The presence of nephropathy and thrombotic microangiopathy in our patient suggests that there may be a differential response to mutations in the GSN gene. The mutation identified in this study (c.2245G>C, p.Asp749His) is novel and has not been previously reported. Located in exon 19, this mutation differs from the more common GSN mutations (G654A or G654T) typically found in exon 4 [9]. Recent studies have shown that gelsolin is closely related to thrombosis [10, 11]. Gelsolin plays a crucial role in actin filament regulation, which is vital for platelet function and thrombus formation. The identified mutation may alter gelsolin’s function, predisposing the patient to both amyloidosis and thrombotic complications. This case underscores the importance of considering gelsolin amyloidosis in young patients presenting with proteinuria, even without typical FAF clinical features. Furthermore, it expands the phenotypic spectrum of GSN mutations to include thrombotic microangiopathy, a previously unreported complication.

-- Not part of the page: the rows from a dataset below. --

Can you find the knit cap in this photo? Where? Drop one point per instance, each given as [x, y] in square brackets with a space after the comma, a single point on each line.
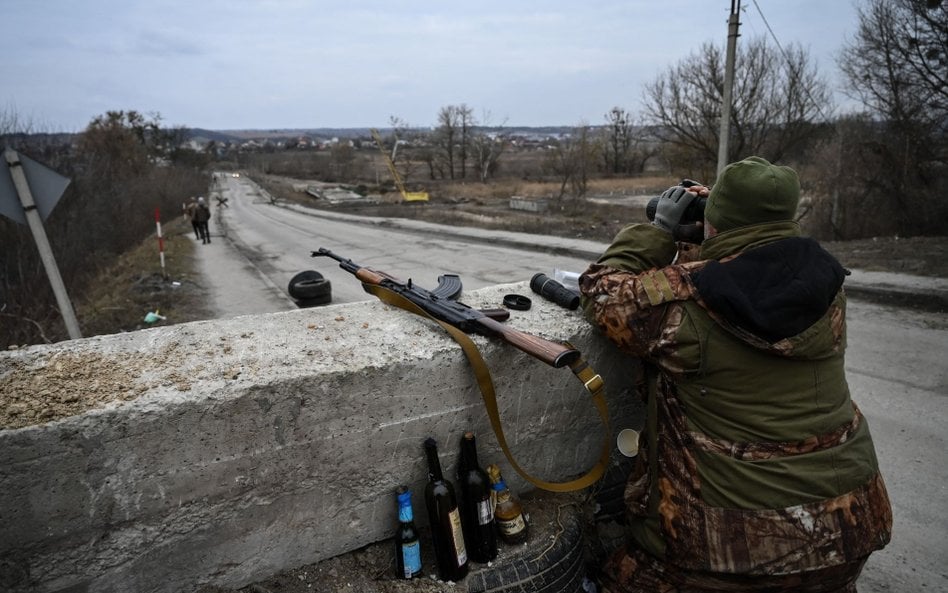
[752, 191]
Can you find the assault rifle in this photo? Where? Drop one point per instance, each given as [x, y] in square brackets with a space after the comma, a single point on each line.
[441, 305]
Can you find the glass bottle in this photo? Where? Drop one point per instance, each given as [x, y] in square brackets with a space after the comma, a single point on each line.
[477, 515]
[407, 543]
[445, 520]
[508, 512]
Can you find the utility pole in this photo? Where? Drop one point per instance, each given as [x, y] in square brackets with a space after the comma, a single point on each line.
[732, 24]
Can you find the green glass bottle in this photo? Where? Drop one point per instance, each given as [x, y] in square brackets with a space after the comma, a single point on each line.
[477, 512]
[407, 542]
[445, 520]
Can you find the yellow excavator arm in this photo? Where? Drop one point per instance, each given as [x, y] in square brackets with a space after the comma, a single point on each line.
[406, 195]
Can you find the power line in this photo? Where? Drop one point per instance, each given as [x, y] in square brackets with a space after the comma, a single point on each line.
[787, 57]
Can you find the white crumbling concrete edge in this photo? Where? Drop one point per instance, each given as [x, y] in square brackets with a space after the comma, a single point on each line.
[268, 442]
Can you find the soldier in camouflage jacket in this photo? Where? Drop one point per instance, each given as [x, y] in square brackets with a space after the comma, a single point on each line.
[756, 470]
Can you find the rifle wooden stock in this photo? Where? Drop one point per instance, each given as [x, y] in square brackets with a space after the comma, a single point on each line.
[554, 354]
[458, 315]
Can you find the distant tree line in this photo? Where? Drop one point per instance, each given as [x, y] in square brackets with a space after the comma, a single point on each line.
[880, 170]
[123, 166]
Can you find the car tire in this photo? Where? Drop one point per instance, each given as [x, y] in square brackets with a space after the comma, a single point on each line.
[314, 302]
[309, 285]
[547, 563]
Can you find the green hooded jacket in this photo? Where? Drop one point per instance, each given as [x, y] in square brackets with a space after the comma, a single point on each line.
[754, 459]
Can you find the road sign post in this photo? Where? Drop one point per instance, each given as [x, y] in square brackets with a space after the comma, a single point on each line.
[35, 222]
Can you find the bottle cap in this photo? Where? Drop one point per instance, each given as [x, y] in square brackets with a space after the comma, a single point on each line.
[628, 442]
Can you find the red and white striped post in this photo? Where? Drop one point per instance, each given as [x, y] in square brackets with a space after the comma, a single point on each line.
[161, 244]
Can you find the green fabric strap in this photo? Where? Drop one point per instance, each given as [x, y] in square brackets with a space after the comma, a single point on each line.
[581, 369]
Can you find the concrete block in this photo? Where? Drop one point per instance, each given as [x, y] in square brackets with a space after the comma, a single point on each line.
[226, 451]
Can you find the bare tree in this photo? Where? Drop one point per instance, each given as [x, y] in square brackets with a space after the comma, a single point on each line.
[618, 140]
[446, 137]
[467, 123]
[486, 149]
[572, 161]
[773, 108]
[897, 67]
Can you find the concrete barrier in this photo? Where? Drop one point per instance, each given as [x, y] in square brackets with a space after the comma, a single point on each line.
[225, 451]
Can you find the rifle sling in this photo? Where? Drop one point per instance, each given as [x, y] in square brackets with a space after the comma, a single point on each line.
[581, 369]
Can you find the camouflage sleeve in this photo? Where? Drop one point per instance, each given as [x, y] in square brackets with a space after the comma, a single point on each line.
[614, 290]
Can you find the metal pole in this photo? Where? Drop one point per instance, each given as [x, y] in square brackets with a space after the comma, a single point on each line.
[725, 132]
[42, 242]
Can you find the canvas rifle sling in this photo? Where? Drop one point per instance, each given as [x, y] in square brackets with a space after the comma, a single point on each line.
[581, 369]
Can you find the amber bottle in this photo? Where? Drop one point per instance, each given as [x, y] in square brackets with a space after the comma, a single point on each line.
[508, 512]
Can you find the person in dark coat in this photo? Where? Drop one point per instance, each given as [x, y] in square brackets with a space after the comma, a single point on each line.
[202, 214]
[756, 471]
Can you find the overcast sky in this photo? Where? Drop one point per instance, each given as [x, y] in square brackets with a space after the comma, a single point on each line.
[265, 64]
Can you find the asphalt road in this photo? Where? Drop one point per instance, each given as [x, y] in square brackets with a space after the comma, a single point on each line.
[895, 363]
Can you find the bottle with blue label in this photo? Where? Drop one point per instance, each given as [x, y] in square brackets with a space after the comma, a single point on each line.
[407, 543]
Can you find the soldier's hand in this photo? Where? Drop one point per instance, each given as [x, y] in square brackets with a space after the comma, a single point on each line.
[671, 207]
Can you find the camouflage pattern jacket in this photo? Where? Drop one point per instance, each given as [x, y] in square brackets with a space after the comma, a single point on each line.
[754, 459]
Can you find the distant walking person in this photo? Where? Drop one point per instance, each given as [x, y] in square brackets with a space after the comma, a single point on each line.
[190, 209]
[202, 214]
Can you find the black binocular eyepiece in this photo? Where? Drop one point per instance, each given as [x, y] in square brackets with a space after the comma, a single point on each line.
[694, 213]
[550, 289]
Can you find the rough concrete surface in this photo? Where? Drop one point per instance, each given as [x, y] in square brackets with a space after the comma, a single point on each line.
[248, 445]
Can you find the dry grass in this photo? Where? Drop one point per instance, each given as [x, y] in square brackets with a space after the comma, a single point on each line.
[134, 286]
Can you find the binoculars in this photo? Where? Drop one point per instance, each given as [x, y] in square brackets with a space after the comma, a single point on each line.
[694, 213]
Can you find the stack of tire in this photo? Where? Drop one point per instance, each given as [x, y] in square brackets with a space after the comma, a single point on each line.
[310, 289]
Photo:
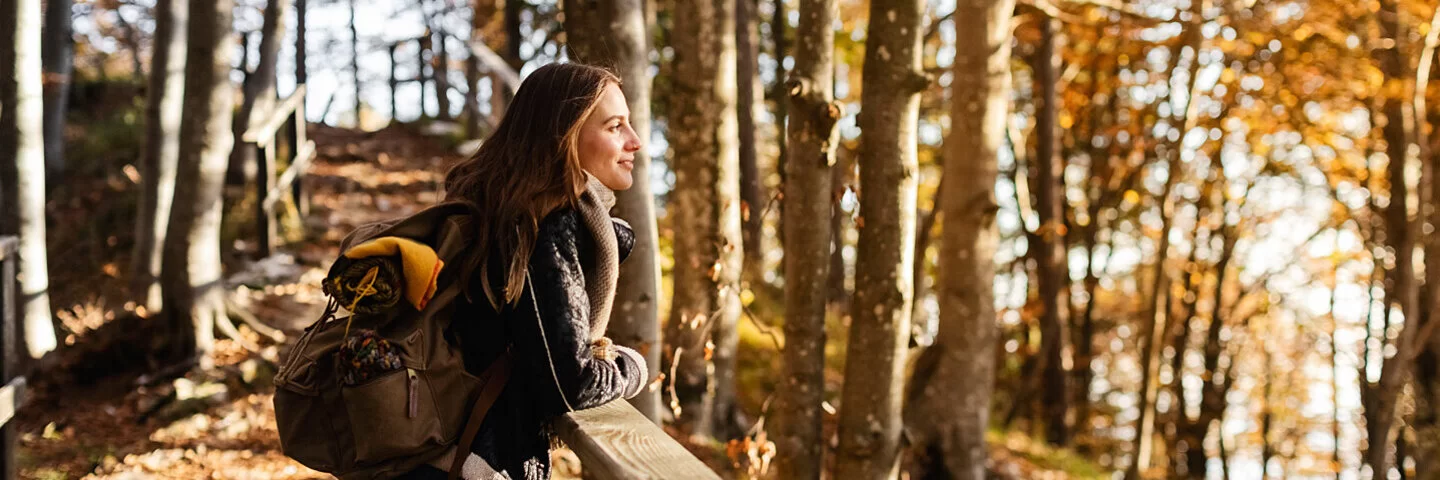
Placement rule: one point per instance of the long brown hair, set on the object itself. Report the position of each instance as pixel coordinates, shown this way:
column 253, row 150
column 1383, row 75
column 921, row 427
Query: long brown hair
column 526, row 169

In conclusion, we report a novel heterozygous GSN mutation associated with an atypical presentation of gelsolin amyloidosis, featuring early-onset nephropathy and thrombotic microangiopathy. This case highlights the need for genetic testing in unexplained proteinuria cases and contributes to the evolving understanding of the clinical spectrum of gelsolin amyloidosis. Further functional studies are necessary to elucidate the precise mechanisms by which this novel mutation contributes to the observed clinical phenotype.